Force est cependant d'admettre que si une grande partie des connaissances complémentaires peut
s'acquérir grâce à des supports et des méthodes d'auto-formation, ou même l'exploitation des
immenses potentialités des "agents intelligents" qui peuplent l'univers Internet, la relation directe avec
un enseignant, de même que le travail en groupe, s'avèrent indispensables pour la nécessaire
socialisation de la formation.
…et les Enseignants.
Les enseignants sont obligés, particulièrement dans les domaines de pointe en constante mutation,
d'être plus que jamais aux aguets des derniers développements dans leur champ d'expertise pour éviter
d'être rapidement dépassés par certains de leurs étudiants les plus dynamiques. Malgré les inquiétudes
de plusieurs à cet égard, il y a là, pour le milieu universitaire, un défi stimulant qui, s'il est relevé avec
succès, devrait permettre à l'université de garder la place qui lui revient dans la société du savoir. Aux
professeurs qui accepteront d'y faire face, ce défi devrait aussi permettre de mieux développer leur
mission d'accompagnateur et de tuteur, plutôt que de se cantonner dans un rôle de «diffuseur» de
connaissances de plus en plus rapidement désuètes.

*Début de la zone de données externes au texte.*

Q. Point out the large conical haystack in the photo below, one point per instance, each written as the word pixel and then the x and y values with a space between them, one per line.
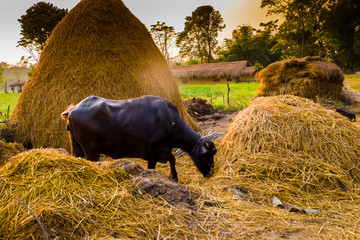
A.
pixel 309 77
pixel 99 48
pixel 287 145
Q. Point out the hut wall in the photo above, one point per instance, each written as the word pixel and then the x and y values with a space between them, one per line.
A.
pixel 183 81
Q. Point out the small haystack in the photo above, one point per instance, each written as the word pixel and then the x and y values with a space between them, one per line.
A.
pixel 99 48
pixel 71 198
pixel 7 150
pixel 309 77
pixel 198 107
pixel 290 147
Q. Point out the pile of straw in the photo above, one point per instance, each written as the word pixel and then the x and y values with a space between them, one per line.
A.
pixel 71 198
pixel 7 150
pixel 309 77
pixel 290 146
pixel 99 48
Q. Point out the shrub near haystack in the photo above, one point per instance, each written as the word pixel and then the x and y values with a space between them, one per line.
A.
pixel 290 145
pixel 99 48
pixel 309 77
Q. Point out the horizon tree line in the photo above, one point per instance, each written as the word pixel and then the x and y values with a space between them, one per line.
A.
pixel 326 28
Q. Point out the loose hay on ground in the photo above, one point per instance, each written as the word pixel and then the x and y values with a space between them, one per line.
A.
pixel 294 149
pixel 294 142
pixel 310 77
pixel 73 198
pixel 8 150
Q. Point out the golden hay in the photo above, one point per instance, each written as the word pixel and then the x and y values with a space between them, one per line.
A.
pixel 99 48
pixel 287 145
pixel 309 77
pixel 74 199
pixel 7 150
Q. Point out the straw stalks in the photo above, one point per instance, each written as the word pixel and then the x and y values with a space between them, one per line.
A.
pixel 99 48
pixel 309 77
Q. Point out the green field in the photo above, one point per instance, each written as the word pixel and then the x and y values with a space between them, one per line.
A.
pixel 239 97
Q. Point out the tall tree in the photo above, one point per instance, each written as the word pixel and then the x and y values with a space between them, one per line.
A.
pixel 342 31
pixel 3 65
pixel 253 45
pixel 301 29
pixel 164 37
pixel 199 38
pixel 37 25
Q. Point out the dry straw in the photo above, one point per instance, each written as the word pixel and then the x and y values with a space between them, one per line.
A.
pixel 72 198
pixel 8 150
pixel 99 48
pixel 309 77
pixel 287 145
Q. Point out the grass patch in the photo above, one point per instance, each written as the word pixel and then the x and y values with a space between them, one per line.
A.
pixel 216 94
pixel 6 100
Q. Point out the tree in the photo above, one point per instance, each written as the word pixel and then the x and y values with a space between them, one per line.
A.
pixel 164 37
pixel 301 30
pixel 198 40
pixel 3 65
pixel 37 25
pixel 256 46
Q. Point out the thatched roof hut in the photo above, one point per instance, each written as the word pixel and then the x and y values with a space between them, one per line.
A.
pixel 310 77
pixel 99 48
pixel 236 70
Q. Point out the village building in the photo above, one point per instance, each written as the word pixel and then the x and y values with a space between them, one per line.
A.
pixel 224 72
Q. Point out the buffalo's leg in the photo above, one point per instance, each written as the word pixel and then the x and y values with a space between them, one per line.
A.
pixel 173 174
pixel 151 164
pixel 76 149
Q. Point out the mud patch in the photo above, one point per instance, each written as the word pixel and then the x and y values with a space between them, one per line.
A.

Comme le dit Denis HARVEY - Professeur, responsable de l'intégration des NTIC de la Faculté de
médecine vétérinaire, Université de Montréal : " Les défis pédagogiques que doivent relever les
universités sont majeurs et incontournables. L'exposé magistral avec tous ses attraits «administratifs»

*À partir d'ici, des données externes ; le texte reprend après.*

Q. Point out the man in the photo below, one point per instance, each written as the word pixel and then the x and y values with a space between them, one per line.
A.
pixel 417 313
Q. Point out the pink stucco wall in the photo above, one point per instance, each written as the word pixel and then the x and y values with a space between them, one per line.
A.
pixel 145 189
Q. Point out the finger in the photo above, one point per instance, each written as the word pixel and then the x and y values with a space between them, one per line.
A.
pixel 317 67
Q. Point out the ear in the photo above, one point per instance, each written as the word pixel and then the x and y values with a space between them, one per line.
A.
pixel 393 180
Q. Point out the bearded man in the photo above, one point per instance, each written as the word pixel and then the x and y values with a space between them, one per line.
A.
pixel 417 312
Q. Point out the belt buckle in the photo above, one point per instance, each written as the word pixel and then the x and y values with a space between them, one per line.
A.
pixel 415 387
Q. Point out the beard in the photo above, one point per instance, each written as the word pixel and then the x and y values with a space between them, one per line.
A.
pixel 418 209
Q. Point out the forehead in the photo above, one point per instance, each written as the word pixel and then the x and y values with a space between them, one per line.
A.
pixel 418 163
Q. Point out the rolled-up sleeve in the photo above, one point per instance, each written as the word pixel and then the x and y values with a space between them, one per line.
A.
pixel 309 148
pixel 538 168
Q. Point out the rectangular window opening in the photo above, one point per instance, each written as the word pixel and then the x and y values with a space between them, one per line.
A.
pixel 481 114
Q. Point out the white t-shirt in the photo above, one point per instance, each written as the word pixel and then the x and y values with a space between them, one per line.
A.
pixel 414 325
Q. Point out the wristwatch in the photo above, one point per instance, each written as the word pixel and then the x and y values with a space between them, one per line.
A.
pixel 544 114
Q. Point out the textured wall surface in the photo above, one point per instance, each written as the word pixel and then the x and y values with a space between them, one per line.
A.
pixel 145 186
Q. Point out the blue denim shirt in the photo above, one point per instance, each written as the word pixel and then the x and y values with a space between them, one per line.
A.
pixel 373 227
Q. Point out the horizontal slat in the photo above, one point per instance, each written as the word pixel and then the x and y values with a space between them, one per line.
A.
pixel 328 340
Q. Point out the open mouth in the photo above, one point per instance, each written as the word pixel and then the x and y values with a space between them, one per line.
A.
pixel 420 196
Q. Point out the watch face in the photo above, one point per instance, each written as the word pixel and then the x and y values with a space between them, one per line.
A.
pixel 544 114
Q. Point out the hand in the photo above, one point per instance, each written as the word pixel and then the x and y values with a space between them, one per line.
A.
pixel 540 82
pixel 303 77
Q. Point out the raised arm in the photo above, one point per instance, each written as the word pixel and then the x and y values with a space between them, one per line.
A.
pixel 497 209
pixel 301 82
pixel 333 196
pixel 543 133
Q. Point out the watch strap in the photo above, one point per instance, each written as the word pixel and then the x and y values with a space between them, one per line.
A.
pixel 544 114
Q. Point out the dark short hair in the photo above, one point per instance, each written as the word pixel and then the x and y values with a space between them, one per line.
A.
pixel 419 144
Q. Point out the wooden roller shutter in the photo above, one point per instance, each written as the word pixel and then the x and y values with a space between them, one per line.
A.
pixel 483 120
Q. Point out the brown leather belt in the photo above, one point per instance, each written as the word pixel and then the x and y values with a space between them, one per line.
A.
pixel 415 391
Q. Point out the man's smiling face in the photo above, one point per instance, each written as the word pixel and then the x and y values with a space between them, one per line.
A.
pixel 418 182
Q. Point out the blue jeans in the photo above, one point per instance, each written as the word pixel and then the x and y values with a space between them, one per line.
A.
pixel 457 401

et ses lacunes pédagogiques reste pour le moment l'approche dominante en pédagogie universitaire.
Les nouvelles technologies de l'information et des communications (NTIC) offrent des avantages
pédagogiques indéniables mais souffrent aussi de certaines faiblesses qu'il est essentiel de connaître
si on veut pouvoir en prescrire efficacement l'utilisation. Il est aussi urgent que les universités mettent
en place les infrastructures humaines et matérielles nécessaires à l'implantation et au développement
des NTIC «pédagogiques» dans ces institutions".
Pédagogies nouvelles.
S'agissant des métiers spécifiquement apparus avec le développement de Internet et des technologies
du multimédia, presque aucune structure de formation universitaire n’avait prévu de modules
réellement adaptés à leur prise en charge; ce qui explique que devant l’urgence et face à la pénurie, des
formations diplômantes "privées" fleurissent en particulier sous l’impulsion de fabricants de logiciels
qui tels que Microsoft, Oracle ou Cisco ont développé des approches pédagogiques nouvelles, et des
méthodes inspirées des "fast food", qui permettent des se former en 2 à 3 semaines sur des modules sur
mesure puis de passer électroniquement ses examens de certification sans préréquis académique
notable.
Effets pervers.
Malgré l’apparence bâclée de ces formations, elles sont devenues le moyen obligé pour nombre de
sociétés de services de faire face à la demande exponentielle. Compte tenu des niveaux de
rémunération de ces nouveaux "experts clé en main", il n’est pas rare de voir des ingénieurs issus de la
filière traditionnelle faire un tour dans les centres de formation agréés pour glaner quelques
certifications leur assurant toutes les chances d’obtenir rapidement un travail avec des rémunérations
souvent consistantes.
5. Conclusion.
La flexibilité de ce nouveau type de formation correspond bien à l’extrême rapidité avec laquelle
évoluent les demandes des entreprises de la nouvelle économie et sera d'une grande utilité pour les
pays en développement dont les ressources sont rares et les besoins immenses.
En tout état de cause sur les questions que nous avons agitées, la maxime "Il n'y a pas de vent
favorable pour celui qui ne sait où il va" semble être une boussole adaptée à une université apprenante
qui est investie de la lourde charge d'organiser et de transmettre le savoir.